In Trump’s first term, he rejected the rules. In his second, he’s rewriting the script
It’s supposed to be where the world’s most powerful democracies coordinate global policy, issue joint statements, and voice their “deep alarm” and “grave concern” over bad stuff that’s happening.
In Trump’s eyes, all this diplomatic decorum, all these synchronized statements and tiresome talking points are as lame as a conspiracy theory without Jews. Trump sees and hears one thing: boring. Too many leaders talking in turns, too many topics he didn’t choose, and too many signatures required on a document that no one actually reads (unless they absolutely need to for a living).
These summits frustrate him because they’re designed to smooth edges, but he runs on friction. And results. Trump doesn’t attend to collaborate, he attends to control. In a room full of cautious consensus-builders, he’d rather flip the table and sell the legs on Truth Social. When Trump wants to get something done, he wants it done his way, he wants it now, and he’ll throw a tantrum until it happens. After all, why bother making friends when you can make headlines?

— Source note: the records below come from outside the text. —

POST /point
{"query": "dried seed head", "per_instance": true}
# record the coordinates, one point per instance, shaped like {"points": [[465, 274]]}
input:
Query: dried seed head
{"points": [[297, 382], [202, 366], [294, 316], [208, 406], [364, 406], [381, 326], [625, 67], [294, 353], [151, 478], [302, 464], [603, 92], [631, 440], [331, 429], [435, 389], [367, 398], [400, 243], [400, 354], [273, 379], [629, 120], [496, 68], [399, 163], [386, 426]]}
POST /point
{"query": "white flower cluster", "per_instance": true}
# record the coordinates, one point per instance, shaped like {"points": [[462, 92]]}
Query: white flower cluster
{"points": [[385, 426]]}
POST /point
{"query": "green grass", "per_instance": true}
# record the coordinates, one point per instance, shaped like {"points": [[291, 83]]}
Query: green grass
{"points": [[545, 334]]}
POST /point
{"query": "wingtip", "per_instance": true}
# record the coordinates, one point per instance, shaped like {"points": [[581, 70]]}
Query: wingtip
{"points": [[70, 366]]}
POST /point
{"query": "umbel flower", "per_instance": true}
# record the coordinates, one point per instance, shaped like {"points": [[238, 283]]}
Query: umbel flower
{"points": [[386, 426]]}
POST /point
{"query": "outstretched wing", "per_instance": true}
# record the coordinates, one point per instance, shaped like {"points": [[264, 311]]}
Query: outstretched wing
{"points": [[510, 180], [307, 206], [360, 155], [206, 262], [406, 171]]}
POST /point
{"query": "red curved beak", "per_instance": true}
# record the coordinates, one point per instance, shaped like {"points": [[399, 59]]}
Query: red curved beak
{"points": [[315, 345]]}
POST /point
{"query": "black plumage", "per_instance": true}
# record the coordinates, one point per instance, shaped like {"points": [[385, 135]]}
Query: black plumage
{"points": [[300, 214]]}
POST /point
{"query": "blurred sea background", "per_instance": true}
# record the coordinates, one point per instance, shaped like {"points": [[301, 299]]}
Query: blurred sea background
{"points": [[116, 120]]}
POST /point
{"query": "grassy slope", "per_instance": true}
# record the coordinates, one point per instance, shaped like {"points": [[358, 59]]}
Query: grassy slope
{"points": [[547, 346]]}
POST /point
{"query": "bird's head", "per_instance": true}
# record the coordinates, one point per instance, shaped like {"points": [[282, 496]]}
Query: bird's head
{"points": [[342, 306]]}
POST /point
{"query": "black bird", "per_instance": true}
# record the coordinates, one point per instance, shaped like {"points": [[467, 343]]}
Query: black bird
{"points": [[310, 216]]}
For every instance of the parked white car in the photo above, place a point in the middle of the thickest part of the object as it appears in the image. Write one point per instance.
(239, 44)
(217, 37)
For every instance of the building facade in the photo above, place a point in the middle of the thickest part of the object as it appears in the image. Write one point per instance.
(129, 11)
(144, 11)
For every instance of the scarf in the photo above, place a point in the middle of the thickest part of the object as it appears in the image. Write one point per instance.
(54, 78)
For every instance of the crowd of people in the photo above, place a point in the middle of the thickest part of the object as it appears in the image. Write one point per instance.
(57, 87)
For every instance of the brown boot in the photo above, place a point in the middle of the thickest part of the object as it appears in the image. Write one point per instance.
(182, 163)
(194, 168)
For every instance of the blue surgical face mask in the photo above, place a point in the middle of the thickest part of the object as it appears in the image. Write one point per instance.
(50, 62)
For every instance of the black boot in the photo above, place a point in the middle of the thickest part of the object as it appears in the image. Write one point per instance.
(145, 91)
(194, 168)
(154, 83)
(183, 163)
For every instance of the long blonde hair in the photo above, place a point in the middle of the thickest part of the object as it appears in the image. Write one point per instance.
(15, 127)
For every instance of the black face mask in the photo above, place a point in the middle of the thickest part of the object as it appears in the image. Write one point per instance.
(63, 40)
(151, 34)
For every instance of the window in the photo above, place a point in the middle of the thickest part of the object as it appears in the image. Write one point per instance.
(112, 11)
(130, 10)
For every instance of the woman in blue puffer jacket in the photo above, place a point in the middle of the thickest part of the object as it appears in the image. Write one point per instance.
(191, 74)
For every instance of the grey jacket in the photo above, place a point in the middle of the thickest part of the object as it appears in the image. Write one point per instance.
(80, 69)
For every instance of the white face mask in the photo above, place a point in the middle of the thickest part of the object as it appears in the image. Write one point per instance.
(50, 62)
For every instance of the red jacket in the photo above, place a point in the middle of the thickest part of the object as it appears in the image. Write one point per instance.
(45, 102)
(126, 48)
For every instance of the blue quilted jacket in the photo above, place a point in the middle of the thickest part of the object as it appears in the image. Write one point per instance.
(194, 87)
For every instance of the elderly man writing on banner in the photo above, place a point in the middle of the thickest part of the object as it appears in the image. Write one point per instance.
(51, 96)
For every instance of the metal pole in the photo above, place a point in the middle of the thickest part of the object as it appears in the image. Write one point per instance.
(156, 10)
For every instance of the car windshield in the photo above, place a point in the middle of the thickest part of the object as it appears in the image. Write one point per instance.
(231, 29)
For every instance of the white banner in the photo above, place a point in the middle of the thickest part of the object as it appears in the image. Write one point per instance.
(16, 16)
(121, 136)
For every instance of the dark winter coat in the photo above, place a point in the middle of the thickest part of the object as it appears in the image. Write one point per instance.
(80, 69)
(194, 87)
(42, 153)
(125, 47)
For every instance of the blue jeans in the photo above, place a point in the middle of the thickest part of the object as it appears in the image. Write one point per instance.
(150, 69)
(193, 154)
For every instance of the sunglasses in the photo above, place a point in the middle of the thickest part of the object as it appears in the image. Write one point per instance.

And so in the past, instead of attending the G7, Trump would disrupt it. In 2017, he ditched a symbolic group stroll of world leaders and rolled solo in a golf cart instead. In 2018, he refused to sign the joint statement, then torched Trudeau on Twitter midflight, calling him “dishonest and weak.” He skipped climate sessions in 2019 and once floated inviting Russia just to shake things up. Show me the summit Trump attended and I’ll show you the mark he left on it.